Cluster analysis of gene expression data has proved to be a useful tool for identifying co-expressed genes as it partition a given data set into groups based on particular features. The gene microarray data are arranged based on the pattern of gene expression using various clustering algorithms and the dynamic natures of biological processes are generally unnoticed by the traditional clustering algorithms. To overcome the problems in gene expression analysis, novel algorithms for dimensionality reduction and clustering have been proposed. The dimensionality reduction of microarray gene expression data is carried out using Locality Sensitive Discriminant Analysis (LSDA). To maintain bond between the neighborhoods in locality, LSDA is used and an efficient metaheuristic optimization algorithm called Artificial Bee Colony (ABC) using Fuzzy c Means clustering is used for clustering the gene expression based on the pattern. The experimental results shows that proposed algorithm achieve a higher clustering accuracy and takes lesser less clustering time when compared with existing algorithms.

Keywords

Gene expression data, Locality Sensitive Discriminant Analysis, Artificial Bee Colony, Fuzzy c Means

INTRODUCTION

For the past few years, microarrays have emerged as a widely used technology for the monitoring of the expression levels of thousands of genes during various biological processes and functions. Extracting the hidden information in this huge volume of gene expression data is quite challenging, and, therefore the need for computationally efficient methods to mine gene expression data is a thrust area for the research community [1].
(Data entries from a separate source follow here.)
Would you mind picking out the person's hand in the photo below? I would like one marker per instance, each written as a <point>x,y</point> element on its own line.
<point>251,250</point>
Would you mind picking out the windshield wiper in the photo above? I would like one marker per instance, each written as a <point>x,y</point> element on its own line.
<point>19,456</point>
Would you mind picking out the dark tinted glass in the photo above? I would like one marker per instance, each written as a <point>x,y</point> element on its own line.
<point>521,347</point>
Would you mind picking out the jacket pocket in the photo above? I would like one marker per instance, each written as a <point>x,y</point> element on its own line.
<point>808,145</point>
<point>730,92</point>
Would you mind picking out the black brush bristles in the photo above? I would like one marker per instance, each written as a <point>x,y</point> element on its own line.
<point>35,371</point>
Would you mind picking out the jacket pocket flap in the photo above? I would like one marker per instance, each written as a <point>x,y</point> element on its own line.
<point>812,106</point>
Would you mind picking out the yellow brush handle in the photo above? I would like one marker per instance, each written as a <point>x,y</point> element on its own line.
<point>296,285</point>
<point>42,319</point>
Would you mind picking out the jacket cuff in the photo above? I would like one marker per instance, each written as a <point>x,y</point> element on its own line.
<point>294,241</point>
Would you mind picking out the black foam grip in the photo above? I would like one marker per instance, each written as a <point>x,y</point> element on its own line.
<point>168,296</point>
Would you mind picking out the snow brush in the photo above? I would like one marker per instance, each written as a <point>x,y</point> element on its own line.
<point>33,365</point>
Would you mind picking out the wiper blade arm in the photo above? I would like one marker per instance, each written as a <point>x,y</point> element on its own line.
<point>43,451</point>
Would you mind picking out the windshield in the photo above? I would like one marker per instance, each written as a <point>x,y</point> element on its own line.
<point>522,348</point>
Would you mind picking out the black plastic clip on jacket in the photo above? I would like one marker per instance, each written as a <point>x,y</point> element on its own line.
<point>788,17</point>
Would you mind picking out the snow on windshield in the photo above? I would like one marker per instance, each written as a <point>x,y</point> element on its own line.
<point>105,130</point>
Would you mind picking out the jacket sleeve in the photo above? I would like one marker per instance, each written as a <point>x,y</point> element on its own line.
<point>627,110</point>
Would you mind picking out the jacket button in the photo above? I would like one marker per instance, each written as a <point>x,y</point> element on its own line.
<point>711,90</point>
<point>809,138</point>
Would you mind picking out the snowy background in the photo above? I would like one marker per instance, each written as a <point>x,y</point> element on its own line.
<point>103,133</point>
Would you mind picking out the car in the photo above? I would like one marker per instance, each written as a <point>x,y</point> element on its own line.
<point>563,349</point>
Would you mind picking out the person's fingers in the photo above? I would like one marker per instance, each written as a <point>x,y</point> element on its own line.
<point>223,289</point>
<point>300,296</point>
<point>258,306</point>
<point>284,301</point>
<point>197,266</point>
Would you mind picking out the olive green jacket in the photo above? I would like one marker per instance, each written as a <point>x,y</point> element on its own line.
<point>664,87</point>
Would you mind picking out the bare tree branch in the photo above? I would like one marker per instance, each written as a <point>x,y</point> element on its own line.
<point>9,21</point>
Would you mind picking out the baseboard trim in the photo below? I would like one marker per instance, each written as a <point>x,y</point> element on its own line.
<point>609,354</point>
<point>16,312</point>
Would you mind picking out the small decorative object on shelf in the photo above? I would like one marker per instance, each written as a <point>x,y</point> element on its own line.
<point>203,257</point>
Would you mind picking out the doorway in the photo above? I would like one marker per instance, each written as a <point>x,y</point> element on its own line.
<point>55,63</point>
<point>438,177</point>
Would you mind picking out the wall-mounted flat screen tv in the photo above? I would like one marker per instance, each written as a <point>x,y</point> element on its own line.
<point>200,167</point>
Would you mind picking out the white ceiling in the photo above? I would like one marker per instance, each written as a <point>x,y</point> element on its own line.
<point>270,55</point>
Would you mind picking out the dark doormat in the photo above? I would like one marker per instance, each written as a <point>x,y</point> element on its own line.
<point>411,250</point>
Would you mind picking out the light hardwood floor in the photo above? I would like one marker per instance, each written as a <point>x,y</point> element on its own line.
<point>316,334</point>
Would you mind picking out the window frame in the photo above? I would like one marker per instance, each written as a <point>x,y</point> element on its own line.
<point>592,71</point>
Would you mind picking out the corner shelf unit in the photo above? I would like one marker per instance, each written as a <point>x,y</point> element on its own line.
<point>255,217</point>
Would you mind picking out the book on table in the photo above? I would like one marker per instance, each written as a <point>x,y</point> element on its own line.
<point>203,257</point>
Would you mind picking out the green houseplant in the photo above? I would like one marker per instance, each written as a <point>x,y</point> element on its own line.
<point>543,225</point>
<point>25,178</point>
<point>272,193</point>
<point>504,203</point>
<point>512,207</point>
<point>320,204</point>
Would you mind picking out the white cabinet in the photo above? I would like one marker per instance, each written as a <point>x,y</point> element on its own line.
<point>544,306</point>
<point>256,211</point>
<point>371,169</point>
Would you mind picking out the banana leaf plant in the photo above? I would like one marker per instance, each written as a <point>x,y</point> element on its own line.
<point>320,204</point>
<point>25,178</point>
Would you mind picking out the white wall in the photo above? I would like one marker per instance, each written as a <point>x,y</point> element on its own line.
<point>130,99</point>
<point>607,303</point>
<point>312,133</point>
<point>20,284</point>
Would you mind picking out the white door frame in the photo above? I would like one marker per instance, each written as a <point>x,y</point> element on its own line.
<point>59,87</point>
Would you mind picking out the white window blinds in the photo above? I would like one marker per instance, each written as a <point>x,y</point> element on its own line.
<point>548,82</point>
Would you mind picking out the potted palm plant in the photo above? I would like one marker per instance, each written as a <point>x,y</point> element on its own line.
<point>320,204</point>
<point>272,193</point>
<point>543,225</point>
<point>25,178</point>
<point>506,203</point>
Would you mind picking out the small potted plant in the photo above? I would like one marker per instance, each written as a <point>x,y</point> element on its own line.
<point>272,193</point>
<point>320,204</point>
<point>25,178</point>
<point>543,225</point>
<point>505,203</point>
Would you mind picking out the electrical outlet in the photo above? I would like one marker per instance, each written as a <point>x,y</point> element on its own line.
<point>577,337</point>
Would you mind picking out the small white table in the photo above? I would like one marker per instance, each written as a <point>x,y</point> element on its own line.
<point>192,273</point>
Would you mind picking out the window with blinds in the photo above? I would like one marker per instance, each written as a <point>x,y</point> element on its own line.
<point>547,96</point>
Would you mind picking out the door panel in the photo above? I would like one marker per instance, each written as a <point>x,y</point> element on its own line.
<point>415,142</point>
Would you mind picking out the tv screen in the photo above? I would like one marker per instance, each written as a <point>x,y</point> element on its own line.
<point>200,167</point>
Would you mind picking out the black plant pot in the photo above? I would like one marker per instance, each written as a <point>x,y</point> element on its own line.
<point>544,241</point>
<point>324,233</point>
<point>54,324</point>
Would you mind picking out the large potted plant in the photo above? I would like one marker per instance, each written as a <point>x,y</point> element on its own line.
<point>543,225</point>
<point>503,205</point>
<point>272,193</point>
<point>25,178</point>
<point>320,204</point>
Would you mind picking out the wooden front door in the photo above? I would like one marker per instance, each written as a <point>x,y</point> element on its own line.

Moreover, it is a fact that, because of the complexity of the underlying biological processes, gene expression data attained from DNA microarray technologies are mostly noisy and have very high dimensionality. This scenario makes mining of such data very tough and challenging for prediction [3]. Several data mining techniques have been used to address the above mentioned challenge and clustering is one of the most popular tools found capable in analyzing the gene expression data with better accuracy. Clustering techniques identify the inherent natural structures and the interesting patterns in the dataset [2].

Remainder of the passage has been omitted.